Contact Us

Newsroom

All News Releases By Date

 

EPA Orders RI Landfill to Follow Environmental Laws to Ensure Emission Standards Met

Release Date: 01/24/2000
Contact Information: Amy Miller, EPA Press Office (617-918-1042)

BOSTON - The U.S. Environmental Protection Agency has ordered the Central Landfill in Johnston, RI, one of the largest municipal landfills on the East Coast, to take immediate actions to come into compliance with provisions of the Clean Air Act.

In an administrative order issued Friday, EPA New England ordered the 150-acre landfill, which serves all of Rhode Island, to complete tests, monitoring and design plans required to address gas emissions from the landfill under the New Source Performance Standards of the Clean Air Act.

According to the administrative order, the landfill owners and operators have failed to comply with a federal New Source Performance Standard. This standard applies to large scale landfills that have been expanded or modified since May 30, 1991, criteria the Central Landfill meets. The owners have also failed to obtain a required operating permit, the order said. And they have failed to submit notification reports and control plans, failed to conduct testing on pieces of the landfill gas control system and failed to conduct various types of monitoring.

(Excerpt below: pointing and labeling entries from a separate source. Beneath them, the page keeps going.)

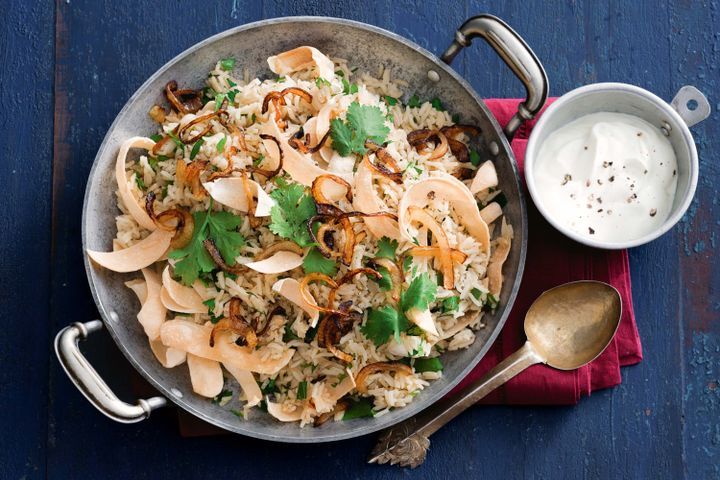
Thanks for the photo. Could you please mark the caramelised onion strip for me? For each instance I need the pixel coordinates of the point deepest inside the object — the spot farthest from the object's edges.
(215, 254)
(444, 255)
(202, 118)
(333, 327)
(395, 275)
(304, 147)
(184, 223)
(452, 131)
(177, 98)
(268, 174)
(278, 96)
(307, 296)
(456, 255)
(420, 138)
(340, 406)
(276, 311)
(377, 367)
(189, 174)
(381, 167)
(234, 323)
(324, 233)
(348, 278)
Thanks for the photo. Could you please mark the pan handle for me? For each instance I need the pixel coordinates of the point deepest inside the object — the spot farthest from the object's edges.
(516, 55)
(89, 382)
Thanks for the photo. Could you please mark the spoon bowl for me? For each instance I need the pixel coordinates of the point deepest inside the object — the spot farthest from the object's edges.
(570, 325)
(566, 327)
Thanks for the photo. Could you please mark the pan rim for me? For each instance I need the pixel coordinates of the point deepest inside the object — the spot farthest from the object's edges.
(362, 429)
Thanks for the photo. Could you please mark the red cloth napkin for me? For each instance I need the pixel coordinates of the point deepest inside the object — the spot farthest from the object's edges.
(553, 259)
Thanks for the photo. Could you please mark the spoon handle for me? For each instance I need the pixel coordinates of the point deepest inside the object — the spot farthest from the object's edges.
(440, 413)
(407, 442)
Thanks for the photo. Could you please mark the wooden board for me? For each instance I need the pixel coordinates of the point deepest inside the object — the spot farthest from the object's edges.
(67, 70)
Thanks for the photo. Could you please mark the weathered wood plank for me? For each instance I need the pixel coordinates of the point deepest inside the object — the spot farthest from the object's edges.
(26, 56)
(634, 431)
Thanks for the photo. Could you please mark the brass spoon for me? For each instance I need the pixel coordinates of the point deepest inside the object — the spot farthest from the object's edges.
(567, 327)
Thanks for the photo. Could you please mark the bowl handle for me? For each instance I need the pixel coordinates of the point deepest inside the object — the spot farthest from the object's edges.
(689, 95)
(515, 53)
(89, 382)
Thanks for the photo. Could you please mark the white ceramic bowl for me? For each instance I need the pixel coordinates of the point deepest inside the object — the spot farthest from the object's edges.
(688, 108)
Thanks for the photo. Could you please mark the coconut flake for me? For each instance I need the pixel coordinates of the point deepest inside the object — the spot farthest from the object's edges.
(491, 212)
(193, 338)
(126, 189)
(448, 188)
(423, 319)
(301, 167)
(290, 289)
(168, 357)
(140, 255)
(185, 297)
(485, 177)
(247, 382)
(205, 376)
(367, 201)
(302, 58)
(280, 262)
(230, 192)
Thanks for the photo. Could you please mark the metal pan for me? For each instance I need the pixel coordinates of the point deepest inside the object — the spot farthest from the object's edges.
(366, 47)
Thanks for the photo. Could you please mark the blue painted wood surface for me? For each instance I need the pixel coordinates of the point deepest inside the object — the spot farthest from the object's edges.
(68, 68)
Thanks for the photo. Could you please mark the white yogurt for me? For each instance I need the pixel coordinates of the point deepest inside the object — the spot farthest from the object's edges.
(608, 176)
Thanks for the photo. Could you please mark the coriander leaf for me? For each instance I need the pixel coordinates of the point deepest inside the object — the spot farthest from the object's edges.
(427, 365)
(382, 323)
(361, 408)
(362, 122)
(437, 104)
(450, 304)
(302, 390)
(289, 217)
(221, 144)
(193, 257)
(420, 294)
(414, 101)
(227, 64)
(140, 181)
(223, 231)
(315, 262)
(196, 149)
(386, 248)
(342, 137)
(390, 100)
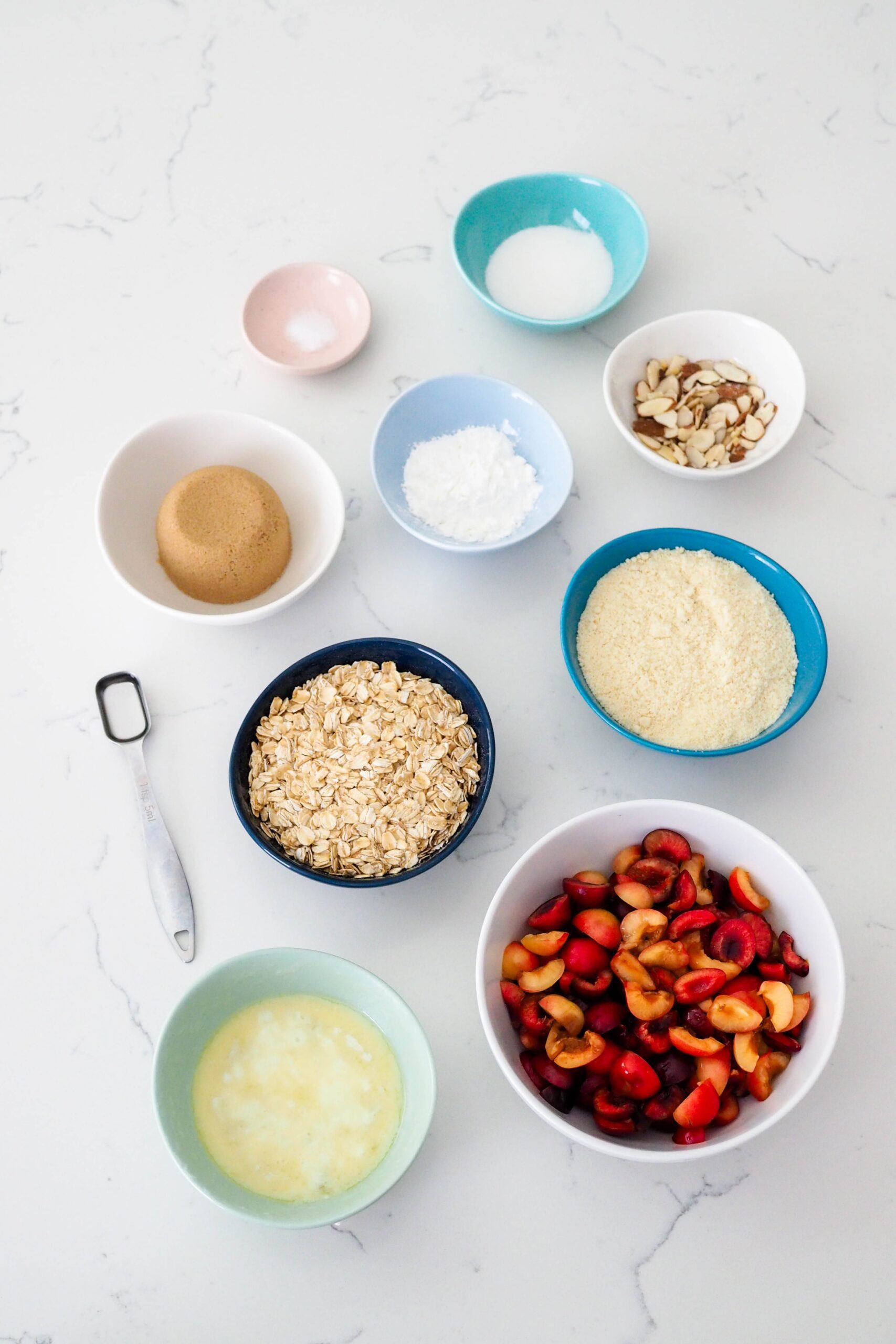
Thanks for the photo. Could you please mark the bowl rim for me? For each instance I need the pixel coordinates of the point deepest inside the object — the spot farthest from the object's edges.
(446, 543)
(648, 534)
(225, 616)
(324, 366)
(594, 1141)
(168, 1026)
(553, 323)
(750, 463)
(262, 704)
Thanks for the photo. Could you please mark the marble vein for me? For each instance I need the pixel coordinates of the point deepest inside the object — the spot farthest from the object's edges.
(133, 1007)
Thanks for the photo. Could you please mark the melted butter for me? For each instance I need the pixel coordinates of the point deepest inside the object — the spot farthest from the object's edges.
(297, 1097)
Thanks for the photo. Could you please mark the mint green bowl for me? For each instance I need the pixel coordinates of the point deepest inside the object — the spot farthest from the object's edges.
(261, 975)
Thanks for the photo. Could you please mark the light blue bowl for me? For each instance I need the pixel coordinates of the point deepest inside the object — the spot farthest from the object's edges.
(790, 596)
(261, 975)
(551, 198)
(453, 402)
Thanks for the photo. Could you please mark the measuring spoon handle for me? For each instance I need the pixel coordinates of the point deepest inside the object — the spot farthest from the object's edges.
(167, 878)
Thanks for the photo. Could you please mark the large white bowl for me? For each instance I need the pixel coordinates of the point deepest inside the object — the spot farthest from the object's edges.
(710, 334)
(141, 474)
(590, 842)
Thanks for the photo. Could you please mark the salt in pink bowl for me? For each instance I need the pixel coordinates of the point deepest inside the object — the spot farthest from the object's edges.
(309, 318)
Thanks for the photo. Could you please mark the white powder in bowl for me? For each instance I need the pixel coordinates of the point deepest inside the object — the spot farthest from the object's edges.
(687, 649)
(471, 486)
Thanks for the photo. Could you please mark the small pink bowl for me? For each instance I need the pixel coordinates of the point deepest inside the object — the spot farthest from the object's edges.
(305, 306)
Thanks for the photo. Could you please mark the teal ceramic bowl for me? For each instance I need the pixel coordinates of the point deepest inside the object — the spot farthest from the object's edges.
(551, 198)
(261, 975)
(787, 592)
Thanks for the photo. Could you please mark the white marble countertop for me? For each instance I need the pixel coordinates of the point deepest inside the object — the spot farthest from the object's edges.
(156, 160)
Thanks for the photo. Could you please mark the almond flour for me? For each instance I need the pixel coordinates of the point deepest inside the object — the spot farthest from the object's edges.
(687, 649)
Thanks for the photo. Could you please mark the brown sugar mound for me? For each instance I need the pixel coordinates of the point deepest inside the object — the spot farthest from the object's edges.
(224, 536)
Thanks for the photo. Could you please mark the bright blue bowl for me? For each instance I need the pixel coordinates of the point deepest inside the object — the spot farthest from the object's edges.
(790, 596)
(409, 658)
(453, 402)
(551, 198)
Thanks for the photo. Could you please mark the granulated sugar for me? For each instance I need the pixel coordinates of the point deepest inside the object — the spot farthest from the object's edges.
(472, 486)
(687, 649)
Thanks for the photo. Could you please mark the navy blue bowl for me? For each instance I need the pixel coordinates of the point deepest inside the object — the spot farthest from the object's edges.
(409, 658)
(790, 596)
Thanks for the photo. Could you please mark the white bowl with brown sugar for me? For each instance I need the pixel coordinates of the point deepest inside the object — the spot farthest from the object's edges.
(219, 517)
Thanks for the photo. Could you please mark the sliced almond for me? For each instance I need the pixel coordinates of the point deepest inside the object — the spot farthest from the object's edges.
(702, 438)
(656, 406)
(731, 373)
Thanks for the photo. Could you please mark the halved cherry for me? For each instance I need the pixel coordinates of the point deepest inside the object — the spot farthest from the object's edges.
(585, 958)
(803, 1003)
(614, 1127)
(779, 1002)
(553, 1073)
(729, 1110)
(745, 894)
(730, 1014)
(539, 980)
(532, 1019)
(655, 873)
(734, 940)
(516, 960)
(761, 1079)
(684, 896)
(543, 944)
(789, 956)
(667, 953)
(692, 920)
(563, 1011)
(773, 971)
(602, 927)
(699, 1108)
(648, 1004)
(604, 1016)
(587, 889)
(604, 1064)
(715, 1069)
(633, 893)
(743, 982)
(761, 930)
(667, 844)
(626, 967)
(513, 998)
(555, 913)
(664, 1104)
(626, 858)
(782, 1041)
(691, 1045)
(578, 1052)
(653, 1038)
(696, 1135)
(696, 985)
(610, 1107)
(592, 990)
(641, 928)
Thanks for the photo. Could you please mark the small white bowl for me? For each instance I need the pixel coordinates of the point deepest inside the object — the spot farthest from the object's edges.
(590, 842)
(708, 334)
(141, 474)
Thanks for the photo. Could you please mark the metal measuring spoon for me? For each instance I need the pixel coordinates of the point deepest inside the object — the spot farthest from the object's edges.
(167, 878)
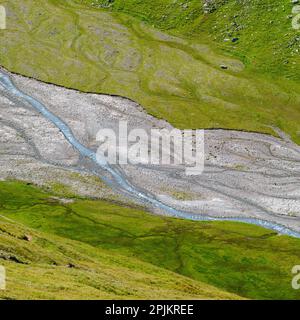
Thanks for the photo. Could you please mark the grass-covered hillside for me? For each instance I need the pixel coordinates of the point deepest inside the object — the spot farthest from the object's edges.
(195, 77)
(51, 267)
(54, 248)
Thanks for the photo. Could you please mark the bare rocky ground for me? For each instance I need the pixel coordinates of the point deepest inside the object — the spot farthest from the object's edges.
(246, 174)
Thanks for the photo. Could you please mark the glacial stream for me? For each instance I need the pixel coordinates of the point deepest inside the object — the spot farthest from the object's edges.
(118, 178)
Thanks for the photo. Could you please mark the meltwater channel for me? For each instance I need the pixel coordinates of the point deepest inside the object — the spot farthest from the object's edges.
(118, 177)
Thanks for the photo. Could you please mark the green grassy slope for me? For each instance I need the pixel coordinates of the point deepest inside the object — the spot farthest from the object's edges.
(246, 260)
(267, 42)
(177, 78)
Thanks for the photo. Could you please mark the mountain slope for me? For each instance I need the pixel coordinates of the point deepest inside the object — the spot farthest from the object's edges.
(51, 267)
(184, 80)
(246, 260)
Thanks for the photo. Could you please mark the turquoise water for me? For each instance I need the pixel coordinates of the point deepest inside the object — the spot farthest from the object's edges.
(117, 178)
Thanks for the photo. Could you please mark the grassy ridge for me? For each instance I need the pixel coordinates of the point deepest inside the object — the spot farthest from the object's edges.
(51, 267)
(246, 260)
(173, 77)
(267, 42)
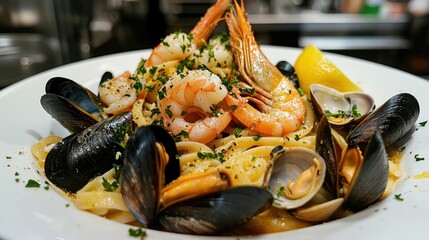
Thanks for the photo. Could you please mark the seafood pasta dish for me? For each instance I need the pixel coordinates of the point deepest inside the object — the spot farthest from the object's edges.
(207, 136)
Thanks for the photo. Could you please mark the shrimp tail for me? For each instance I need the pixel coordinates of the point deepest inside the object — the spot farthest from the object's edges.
(209, 21)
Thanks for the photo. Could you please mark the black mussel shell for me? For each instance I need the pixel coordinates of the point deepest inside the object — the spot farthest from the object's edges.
(395, 118)
(216, 212)
(77, 94)
(288, 71)
(78, 158)
(106, 77)
(143, 174)
(330, 152)
(371, 179)
(69, 115)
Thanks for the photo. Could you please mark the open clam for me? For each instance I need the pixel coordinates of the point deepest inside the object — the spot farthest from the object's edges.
(295, 176)
(340, 108)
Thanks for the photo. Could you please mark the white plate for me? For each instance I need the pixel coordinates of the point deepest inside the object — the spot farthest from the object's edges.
(28, 213)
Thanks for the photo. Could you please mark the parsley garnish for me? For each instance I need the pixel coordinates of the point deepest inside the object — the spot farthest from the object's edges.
(110, 187)
(339, 114)
(418, 158)
(206, 155)
(355, 112)
(168, 111)
(280, 192)
(237, 131)
(139, 232)
(181, 135)
(398, 197)
(247, 90)
(257, 137)
(32, 184)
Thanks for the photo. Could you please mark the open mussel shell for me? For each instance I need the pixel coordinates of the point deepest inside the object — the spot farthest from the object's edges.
(146, 169)
(288, 71)
(370, 173)
(295, 176)
(78, 158)
(216, 212)
(340, 108)
(69, 115)
(393, 119)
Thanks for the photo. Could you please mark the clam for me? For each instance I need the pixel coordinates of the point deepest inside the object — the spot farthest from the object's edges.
(295, 176)
(340, 108)
(78, 158)
(357, 175)
(72, 105)
(201, 203)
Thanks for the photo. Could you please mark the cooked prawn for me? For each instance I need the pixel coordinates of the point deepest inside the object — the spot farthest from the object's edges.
(189, 103)
(118, 93)
(179, 46)
(281, 109)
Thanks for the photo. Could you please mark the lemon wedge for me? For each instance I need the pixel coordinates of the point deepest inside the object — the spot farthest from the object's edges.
(312, 66)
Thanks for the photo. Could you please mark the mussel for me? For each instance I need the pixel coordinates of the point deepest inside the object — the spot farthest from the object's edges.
(78, 158)
(72, 105)
(340, 108)
(394, 119)
(203, 203)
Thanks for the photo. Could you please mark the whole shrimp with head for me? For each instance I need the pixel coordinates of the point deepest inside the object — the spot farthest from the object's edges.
(281, 109)
(189, 105)
(120, 93)
(179, 46)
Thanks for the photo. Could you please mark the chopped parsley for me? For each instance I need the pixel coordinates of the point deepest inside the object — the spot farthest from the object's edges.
(110, 187)
(237, 131)
(139, 232)
(257, 137)
(399, 197)
(339, 114)
(32, 184)
(418, 158)
(168, 111)
(355, 112)
(120, 133)
(183, 134)
(208, 155)
(247, 90)
(280, 192)
(297, 137)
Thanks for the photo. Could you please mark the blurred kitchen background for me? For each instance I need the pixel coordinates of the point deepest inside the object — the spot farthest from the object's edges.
(36, 35)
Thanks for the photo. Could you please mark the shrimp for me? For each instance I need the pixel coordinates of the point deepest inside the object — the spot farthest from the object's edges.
(118, 93)
(180, 46)
(217, 55)
(282, 109)
(189, 103)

The action stems from an inspection of the landfill conducted on July 23 by EPA. Since the spring of 1999 there have been several thousand complaints made to EPA and the RI Department of Environmental Management (DEM) of nauseating odors as far as two miles or more from the landfill.

"The problems and the horrendous odors surrounding the Central Landfill are unacceptable," said Mindy S. Lubber, acting regional administrator for EPA New England. "This order is a first step towards cleaning up an environmental problem that should not be allowed to persist."

EPA ordered the owners and operators of the landfill to conduct tests to determine how much gas the landfill is capable of generating, which will help determine the adequacy of the existing gas collection and control system. The tests and notifications will also help determine whether or not there have been illegal levels of emissions from the landfill, and if and how the collection and control systems can be modified to reduce the odors.

In November, the Central Landfill Action Committee was formed to act as a forum where concerns about the landfill and surrounding areas can be raised and to advise the appropriate organizations about potential solutions. The committee consists of citizens, state legislators, town counselors, the mayor of Johnston, DEM representatives, a doctor from the RI Department of Health, Resource Recovery Corporation (RRC) representatives, and a representative from the EPA. Meetings are held at 6:30 pm on the second and fourth Tuesday of every month at the Ferri Middle School in Johnston.

Among the five parties named in the order is the Rhode Island Resource Recovery Corporation, a quasi-public corporation that operates the trash receiving activities of the landfill and owns some parts of the landfill gas collection and control system. Other parties named are the Central Gas Corporation, the LKD Central Limited Partnership, the Central Gas Limited Partnership and the Ridgewood/Providence Power Company -- all of which own or operate some parts of the landfill gas collection and control system.